Fare Open Innovation
Industria 4.0 vuol dire anche e soprattutto Open Innovation. Laddove le imprese non riescono a dotarsi di tecnologie proprie e a sviluppare un reparto di ricerca, allora potranno acquisire startup innovative che lo facciano al posto loro. «Una misura che avrà un impatto significativo in termini di innovazione e sviluppo delle nostre imprese manifatturiere - spiega Pierantonio Macola, Presidente di SMAU. - Le startup innovative e gli spin-off rappresentano, da questo punto di vista, una formidabile occasione per allacciare un nuovo rapporto tra il mondo delle imprese e il mondo della ricerca.
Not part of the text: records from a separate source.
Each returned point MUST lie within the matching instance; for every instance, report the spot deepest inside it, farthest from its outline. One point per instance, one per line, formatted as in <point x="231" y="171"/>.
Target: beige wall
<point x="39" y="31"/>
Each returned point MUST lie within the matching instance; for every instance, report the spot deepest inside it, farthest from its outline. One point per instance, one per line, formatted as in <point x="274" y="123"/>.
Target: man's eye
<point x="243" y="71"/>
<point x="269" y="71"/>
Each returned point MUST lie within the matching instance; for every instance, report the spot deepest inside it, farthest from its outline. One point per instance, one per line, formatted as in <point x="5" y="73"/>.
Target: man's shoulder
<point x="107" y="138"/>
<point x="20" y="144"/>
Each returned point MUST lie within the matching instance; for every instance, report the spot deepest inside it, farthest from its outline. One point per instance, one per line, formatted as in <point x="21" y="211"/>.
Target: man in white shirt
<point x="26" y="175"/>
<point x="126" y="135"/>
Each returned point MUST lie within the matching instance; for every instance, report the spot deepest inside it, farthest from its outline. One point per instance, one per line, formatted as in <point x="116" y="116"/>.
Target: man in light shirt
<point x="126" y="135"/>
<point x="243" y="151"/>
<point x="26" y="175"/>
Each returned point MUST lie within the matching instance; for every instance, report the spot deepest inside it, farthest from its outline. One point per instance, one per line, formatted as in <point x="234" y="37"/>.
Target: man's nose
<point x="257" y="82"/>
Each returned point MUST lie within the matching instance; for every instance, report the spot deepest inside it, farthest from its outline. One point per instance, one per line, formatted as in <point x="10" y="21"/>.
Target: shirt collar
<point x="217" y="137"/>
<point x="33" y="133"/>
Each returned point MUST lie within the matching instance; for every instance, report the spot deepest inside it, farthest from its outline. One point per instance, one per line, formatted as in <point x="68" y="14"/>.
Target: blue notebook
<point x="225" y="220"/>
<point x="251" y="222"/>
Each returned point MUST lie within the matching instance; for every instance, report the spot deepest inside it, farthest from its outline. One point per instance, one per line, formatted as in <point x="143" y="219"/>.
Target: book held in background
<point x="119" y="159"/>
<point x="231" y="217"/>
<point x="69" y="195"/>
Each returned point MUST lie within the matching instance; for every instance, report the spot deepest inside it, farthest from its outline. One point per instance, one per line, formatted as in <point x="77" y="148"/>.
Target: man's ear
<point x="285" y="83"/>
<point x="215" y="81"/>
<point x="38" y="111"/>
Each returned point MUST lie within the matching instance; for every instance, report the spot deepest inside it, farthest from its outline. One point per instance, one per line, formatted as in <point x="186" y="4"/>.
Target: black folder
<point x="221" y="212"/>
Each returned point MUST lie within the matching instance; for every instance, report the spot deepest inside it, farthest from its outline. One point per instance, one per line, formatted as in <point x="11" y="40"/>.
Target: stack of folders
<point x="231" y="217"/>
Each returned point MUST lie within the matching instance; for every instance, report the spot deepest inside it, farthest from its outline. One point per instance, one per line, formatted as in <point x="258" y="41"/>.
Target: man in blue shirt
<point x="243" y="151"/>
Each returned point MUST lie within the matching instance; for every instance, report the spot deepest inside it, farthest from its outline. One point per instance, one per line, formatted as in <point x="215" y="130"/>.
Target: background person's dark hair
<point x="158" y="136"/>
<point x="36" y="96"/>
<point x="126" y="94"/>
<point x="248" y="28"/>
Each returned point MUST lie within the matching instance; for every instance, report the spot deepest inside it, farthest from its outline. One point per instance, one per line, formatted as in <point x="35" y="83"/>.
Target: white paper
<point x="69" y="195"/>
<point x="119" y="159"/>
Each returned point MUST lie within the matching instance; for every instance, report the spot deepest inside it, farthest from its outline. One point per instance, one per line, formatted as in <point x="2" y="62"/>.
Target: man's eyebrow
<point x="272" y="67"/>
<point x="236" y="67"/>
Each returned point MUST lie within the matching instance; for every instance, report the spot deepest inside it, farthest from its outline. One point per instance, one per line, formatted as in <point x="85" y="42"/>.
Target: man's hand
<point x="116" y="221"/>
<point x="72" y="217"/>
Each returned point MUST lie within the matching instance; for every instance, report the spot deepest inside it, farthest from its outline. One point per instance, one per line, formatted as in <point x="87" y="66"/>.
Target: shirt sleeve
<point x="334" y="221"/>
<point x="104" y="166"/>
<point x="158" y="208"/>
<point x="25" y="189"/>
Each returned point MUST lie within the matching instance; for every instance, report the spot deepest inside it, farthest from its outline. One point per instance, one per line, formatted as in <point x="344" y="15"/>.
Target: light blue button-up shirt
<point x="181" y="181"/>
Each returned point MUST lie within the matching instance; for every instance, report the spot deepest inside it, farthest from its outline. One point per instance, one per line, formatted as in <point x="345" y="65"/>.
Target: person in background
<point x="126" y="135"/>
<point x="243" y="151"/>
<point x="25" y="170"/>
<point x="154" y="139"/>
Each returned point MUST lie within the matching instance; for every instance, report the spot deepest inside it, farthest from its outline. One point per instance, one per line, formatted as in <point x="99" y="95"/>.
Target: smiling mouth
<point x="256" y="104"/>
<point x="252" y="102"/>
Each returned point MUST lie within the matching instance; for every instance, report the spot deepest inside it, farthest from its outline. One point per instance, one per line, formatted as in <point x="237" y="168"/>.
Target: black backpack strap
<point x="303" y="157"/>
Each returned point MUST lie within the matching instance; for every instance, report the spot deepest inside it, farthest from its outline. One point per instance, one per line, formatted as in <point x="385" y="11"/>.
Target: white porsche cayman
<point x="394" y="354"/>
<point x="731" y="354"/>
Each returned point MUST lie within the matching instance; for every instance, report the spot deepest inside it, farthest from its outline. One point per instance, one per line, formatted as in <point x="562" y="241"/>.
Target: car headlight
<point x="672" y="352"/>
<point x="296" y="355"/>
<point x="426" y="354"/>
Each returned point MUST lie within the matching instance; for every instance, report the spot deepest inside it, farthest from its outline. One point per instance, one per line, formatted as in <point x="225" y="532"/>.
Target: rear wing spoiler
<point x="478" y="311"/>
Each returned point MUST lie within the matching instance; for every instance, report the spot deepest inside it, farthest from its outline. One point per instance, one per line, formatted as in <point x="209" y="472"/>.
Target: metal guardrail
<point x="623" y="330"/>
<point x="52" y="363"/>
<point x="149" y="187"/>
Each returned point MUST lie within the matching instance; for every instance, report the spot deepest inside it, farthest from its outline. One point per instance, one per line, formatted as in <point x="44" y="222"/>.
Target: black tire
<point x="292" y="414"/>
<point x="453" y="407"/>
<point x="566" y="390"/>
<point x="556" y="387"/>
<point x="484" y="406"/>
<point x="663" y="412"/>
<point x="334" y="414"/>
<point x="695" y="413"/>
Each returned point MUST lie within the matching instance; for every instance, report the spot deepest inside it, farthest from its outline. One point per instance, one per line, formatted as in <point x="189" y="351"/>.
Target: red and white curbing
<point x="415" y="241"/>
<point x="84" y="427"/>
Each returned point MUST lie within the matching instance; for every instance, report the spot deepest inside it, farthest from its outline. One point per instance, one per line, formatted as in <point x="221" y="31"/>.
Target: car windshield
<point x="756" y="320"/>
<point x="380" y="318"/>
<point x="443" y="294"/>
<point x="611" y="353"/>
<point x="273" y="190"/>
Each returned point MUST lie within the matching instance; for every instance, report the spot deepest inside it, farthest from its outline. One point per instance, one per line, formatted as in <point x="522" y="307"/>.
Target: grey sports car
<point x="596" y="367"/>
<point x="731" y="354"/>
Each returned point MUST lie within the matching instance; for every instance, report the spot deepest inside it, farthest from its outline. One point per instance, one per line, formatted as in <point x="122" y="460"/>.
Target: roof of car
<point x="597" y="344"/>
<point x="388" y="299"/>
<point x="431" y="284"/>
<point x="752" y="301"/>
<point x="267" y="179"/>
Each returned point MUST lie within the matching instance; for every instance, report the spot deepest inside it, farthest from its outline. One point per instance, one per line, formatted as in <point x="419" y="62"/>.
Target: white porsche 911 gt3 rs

Le startup consentono, infatti, alla ricerca di uscire dall’ambito accademico, e si fanno portatrici di innovazione verso l’impresa. L'Italia deve puntare sul fatto di essere un laboratorio privilegiato a livello internazionale in ambito Open Innovation e su una nuova modalità di collaborazione a rete, che si sostituisce al vecchio distretto industriale e prescinde dal territorio di appartenenza, ma facilita il rapporto fra l’impresa, che ha competenza, mercato, finanza, e le startup innovative, che portano in dote conoscenza, ricerca e innovazione».